Western Forest Products sells ownership interest to Huu-ay-aht First Nations

Huu-ay-aht will acquire seven percent ownership interest in APD sawmill

Western Forest Products (WFP) has sold a share of its Alberni Pacific Division (APD) Sawmill to Huu-ay-aht First Nations.

On Monday, March 16, WFP and Huu-ay-aht reached a $36.2 million agreement whereby Huumiis—a limited partnership owned by Huu-ay-aht First Nations—would acquire a majority ownership interest in Tree Farm Licence 44 (TFL 44) Limited Partnership. With this agreement, Huumiis will own 51 percent of TFL 44, while WFP will own the other 49 percent.

Huu-ay-aht First Nations first purchased interest in Western Forest Products back in 2018.

In Monday’s agreement, WFP also transferred its APD Sawmill into a newly formed limited partnership, along with other assets and liabilities. Huumiis will acquire a seven percent ownership interest in this partnership.

“This agreement is an example of how collaboration between First Nations and the private sector can contribute to reconciliation,” said Don Demens, Western’s President and Chief Executive Officer, in a press release.

Huu-ay-aht First Nations head hereditary chief Derek Peters added that it is an important step to gain more control over the traditional territory of the hereditary chiefs.

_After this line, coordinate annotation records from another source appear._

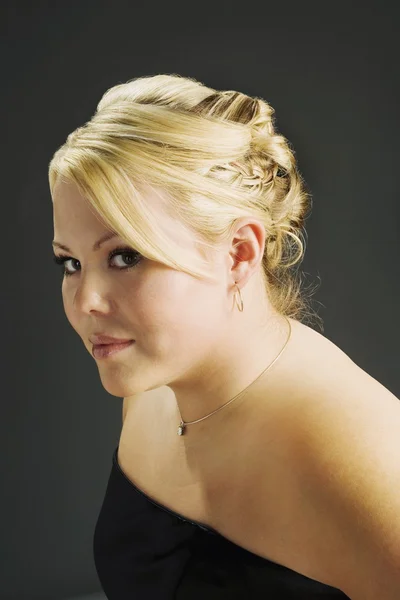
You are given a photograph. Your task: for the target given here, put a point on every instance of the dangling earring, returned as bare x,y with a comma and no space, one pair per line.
241,300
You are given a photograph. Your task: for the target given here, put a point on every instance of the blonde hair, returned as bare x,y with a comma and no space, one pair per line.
211,157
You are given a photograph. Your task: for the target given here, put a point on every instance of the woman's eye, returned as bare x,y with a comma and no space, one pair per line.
129,259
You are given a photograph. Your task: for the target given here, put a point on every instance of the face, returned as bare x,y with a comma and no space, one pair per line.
188,334
174,318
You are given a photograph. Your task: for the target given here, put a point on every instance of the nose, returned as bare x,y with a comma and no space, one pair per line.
92,294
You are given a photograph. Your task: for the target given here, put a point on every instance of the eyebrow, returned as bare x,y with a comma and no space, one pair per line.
96,246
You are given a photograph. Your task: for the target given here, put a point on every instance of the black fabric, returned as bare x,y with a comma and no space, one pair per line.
145,551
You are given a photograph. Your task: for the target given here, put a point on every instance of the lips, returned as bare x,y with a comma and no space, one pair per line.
105,350
101,340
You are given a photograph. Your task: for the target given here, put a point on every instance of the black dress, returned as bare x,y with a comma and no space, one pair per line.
145,551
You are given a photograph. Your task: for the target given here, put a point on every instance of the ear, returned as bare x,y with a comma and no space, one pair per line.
246,248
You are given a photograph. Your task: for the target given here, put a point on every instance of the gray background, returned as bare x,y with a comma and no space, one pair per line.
331,73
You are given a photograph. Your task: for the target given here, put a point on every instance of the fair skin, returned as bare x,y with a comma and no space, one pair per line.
305,471
189,335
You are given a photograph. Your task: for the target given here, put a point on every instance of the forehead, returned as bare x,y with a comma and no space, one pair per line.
74,217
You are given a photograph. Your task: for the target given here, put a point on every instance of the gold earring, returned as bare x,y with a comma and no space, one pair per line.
241,300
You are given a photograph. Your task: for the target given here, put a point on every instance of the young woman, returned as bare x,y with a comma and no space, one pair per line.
256,459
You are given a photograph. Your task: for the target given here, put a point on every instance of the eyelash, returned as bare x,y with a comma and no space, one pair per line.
62,258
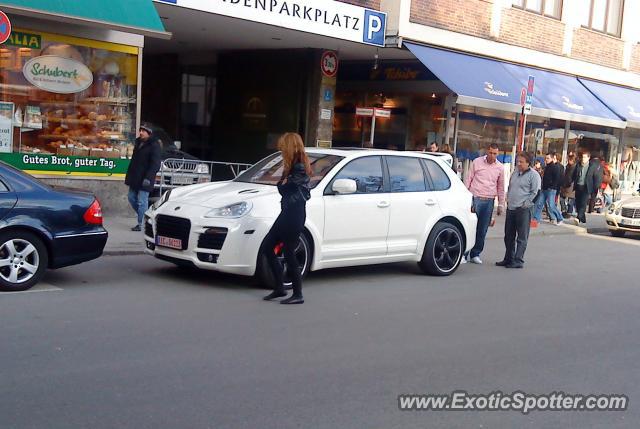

“This is an historic announcement that is fundamentally about reconciliation and forestry revitalization,” said Huu-ay-aht Chief Councillor Robert J. Dennis Sr. “This agreement will enable Huu-ay-aht to have more jurisdiction over our hahuułi (traditional territory), strengthen the long-term sustainability of the forest sector in the Alberni Region, provide strong environmental stewardship that aligns with Huu-ay-aht’s forestry guiding principles, and create more opportunities for First Nations, including our citizens.”